Use body language to flirt. If you are not Shakespearean with words, do not complain. You can send subtle signals to the people you want to attract, depending on the social situation. Don’t be afraid to lightly touch someone’s arm or shoulder while talking to them. Physical contact of men actually increases the temperature of women, sometimes by a whole degree Celsius.
Use eye contact to flirt. Eyes are an incredibly powerful tool, so use them wisely. Lock your eyes when you talk; nothing shouts self-confidence like a good look in someone’s eyes. If you use eye contact to flirt, do not scan the room looking at each person. People want to feel special, so learn to locate several candidates and shower them with attention.
Use suggestive messages. If you send notes, texts, or emails back and forth, learn to communicate calmly, with a little intrigue. Instead of saying “Would you like some coffee later?” try something a little more suggestive: “You have a little craving and they may have something to do with you. I’m in the mood for coffee, are you?”
Seduction
Don’t be a completely open book. Leave some imagination. You don’t have to share everything about yourself with another person: mystery is always attractive. It makes people realize that they don’t know you, and that secrecy will give off a seductive aura.
Resist the urge to tell that person your whole life story, especially your parents. It’s not that parents aren’t great; they just aren’t seductive!
If you are forced to say something about yourself, stick to vague bits, not specific details.

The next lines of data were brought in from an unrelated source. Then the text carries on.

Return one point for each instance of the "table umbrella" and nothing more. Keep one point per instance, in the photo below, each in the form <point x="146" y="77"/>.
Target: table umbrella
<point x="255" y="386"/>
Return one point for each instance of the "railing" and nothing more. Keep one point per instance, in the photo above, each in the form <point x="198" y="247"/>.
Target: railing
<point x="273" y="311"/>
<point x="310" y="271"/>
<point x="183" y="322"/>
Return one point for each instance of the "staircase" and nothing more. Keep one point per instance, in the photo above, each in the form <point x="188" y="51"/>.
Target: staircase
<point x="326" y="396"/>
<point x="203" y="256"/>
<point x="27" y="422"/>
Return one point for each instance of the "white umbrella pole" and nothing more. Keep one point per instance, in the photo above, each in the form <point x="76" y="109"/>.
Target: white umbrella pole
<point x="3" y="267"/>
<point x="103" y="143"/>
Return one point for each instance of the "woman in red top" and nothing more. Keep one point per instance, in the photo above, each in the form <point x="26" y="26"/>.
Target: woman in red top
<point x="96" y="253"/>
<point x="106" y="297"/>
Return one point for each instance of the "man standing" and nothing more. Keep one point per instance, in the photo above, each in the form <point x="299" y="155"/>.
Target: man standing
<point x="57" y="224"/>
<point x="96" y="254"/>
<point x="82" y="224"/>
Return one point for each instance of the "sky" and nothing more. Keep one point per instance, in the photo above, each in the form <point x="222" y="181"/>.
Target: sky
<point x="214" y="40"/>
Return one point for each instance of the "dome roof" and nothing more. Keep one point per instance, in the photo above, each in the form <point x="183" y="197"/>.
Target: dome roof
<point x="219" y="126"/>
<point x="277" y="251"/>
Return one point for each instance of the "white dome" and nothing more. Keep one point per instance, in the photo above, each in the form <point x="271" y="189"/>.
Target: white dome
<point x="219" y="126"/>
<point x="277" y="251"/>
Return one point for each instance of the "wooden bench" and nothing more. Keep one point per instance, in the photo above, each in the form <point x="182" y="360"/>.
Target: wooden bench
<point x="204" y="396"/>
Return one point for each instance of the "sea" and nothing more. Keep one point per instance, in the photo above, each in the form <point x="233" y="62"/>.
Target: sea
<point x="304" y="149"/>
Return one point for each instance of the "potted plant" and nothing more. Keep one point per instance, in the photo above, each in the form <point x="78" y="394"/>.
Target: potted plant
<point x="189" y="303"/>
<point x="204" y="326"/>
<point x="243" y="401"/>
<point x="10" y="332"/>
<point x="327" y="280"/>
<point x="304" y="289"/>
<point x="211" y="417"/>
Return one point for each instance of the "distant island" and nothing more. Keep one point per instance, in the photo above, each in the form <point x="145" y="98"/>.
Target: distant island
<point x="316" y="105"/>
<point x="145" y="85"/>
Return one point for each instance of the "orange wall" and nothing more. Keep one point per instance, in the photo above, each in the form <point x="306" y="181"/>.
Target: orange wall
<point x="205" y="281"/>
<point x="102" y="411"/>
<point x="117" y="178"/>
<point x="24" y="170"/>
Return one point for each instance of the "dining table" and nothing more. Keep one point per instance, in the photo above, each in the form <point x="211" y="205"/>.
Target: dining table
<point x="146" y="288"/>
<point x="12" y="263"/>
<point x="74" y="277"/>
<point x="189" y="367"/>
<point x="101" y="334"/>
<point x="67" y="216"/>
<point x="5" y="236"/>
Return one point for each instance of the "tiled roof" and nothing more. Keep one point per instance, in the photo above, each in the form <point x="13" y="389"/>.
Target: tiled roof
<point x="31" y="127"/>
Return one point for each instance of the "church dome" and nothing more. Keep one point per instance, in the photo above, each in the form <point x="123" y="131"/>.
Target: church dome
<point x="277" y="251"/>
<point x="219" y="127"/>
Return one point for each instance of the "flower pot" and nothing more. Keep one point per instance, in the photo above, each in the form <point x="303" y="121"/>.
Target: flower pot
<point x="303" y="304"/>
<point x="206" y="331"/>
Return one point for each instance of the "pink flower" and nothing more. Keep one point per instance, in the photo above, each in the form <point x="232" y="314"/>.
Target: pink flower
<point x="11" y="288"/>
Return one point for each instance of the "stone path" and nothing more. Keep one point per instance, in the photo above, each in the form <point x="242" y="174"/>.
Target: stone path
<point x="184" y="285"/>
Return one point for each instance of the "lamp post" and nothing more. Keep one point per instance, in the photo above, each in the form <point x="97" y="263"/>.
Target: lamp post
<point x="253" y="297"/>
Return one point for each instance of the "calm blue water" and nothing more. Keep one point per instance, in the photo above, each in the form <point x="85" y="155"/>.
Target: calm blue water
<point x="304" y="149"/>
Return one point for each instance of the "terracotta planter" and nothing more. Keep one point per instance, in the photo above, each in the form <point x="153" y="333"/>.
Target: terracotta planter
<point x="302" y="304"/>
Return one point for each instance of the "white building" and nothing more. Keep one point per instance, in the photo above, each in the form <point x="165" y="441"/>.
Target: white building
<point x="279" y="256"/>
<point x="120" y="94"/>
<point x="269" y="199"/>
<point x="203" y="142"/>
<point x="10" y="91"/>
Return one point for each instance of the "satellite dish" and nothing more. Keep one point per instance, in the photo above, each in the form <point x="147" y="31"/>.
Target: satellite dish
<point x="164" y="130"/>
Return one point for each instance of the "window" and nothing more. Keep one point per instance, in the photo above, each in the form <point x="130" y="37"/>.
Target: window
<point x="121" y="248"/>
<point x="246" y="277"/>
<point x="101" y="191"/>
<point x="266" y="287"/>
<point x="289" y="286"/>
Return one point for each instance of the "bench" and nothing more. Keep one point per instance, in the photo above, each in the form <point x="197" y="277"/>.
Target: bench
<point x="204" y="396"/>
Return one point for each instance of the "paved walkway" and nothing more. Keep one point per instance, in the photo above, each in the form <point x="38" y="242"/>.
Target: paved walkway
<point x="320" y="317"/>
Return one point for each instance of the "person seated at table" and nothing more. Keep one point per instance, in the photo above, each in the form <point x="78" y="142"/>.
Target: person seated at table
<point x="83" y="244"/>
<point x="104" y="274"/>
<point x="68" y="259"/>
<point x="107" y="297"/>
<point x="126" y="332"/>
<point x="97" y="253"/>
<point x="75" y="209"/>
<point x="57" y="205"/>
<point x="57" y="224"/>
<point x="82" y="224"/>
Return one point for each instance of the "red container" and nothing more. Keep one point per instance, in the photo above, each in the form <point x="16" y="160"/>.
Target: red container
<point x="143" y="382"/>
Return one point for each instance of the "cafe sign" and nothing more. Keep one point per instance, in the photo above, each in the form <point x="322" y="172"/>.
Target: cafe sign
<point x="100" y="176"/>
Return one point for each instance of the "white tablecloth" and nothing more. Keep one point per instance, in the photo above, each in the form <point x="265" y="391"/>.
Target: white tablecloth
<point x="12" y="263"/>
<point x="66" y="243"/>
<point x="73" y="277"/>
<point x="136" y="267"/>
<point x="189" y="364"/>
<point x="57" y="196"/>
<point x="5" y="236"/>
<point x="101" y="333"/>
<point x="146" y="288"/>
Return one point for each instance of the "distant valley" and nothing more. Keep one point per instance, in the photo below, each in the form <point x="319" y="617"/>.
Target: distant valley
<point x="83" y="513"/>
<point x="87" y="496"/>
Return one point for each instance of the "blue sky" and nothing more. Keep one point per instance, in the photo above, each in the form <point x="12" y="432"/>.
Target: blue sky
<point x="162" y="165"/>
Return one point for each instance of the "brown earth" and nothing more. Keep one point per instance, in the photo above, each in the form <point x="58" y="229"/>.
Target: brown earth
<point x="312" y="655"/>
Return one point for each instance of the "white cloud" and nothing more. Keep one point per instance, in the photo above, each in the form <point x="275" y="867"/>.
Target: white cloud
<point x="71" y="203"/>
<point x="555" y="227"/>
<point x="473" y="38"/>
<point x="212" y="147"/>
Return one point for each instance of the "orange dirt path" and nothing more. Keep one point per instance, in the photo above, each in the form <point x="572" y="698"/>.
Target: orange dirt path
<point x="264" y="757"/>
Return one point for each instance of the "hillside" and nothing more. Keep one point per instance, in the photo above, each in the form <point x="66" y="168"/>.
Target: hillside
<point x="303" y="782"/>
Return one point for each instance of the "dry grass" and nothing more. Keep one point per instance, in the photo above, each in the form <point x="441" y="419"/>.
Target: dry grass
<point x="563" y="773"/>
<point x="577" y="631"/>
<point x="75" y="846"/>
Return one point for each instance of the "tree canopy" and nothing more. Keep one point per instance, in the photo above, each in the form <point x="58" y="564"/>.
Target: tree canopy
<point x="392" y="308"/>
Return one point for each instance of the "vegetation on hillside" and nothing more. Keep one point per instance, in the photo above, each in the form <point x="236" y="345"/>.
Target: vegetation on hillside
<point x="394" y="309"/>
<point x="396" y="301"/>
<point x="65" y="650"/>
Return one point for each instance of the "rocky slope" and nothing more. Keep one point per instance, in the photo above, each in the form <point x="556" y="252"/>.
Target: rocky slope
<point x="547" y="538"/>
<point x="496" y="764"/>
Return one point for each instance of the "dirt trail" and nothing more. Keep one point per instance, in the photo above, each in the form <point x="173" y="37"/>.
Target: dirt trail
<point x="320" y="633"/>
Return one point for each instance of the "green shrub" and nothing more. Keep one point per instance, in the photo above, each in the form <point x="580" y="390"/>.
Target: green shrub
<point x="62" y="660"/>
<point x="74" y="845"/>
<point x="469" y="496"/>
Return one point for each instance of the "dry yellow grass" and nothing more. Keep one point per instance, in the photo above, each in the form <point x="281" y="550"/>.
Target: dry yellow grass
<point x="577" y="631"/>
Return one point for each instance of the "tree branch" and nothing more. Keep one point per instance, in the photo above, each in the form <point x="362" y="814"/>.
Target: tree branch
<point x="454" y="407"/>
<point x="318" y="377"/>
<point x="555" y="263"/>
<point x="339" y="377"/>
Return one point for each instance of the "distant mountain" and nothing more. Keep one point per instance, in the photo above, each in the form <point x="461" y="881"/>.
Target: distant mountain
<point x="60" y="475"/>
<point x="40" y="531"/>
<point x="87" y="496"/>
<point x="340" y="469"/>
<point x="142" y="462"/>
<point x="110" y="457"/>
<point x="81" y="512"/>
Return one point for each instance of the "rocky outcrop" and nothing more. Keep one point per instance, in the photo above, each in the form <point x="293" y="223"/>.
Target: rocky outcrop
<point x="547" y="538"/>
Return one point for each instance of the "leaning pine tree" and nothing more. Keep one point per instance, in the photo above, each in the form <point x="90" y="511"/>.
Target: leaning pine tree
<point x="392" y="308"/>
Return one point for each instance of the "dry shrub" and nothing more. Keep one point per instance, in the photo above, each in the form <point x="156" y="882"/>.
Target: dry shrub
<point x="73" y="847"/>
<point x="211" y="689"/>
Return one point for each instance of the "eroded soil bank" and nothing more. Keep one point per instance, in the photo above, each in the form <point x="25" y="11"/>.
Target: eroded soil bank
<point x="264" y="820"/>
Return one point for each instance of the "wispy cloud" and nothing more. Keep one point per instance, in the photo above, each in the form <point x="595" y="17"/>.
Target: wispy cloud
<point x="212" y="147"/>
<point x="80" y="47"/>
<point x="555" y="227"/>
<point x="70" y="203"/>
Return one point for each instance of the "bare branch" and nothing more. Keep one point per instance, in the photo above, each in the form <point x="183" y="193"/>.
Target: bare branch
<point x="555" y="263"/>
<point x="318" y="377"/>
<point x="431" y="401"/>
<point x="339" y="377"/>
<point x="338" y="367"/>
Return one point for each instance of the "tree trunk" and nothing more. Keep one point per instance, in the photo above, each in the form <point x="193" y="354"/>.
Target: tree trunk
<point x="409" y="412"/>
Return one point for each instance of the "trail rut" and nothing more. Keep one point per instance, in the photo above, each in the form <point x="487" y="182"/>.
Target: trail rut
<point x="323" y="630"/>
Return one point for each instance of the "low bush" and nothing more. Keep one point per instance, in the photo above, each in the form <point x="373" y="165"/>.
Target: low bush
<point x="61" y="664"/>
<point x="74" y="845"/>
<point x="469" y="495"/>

You can explain where you came from, how you grew up, and what your plans were for saving the world, but put that in a conversation form instead of a big, long essay.
Be patient. Wait for their desire to catch you desire for them. Believe that it is only a matter of time; they will only need to discover how phenomenal you really are. If you don’t believe that, you can’t seduce anyone. But the fact is that we are naturally attracted to everyone with whom we feel comfortable, they make us laugh and we are a bit out of reach (due to the excitement of the unknown). It is human nature.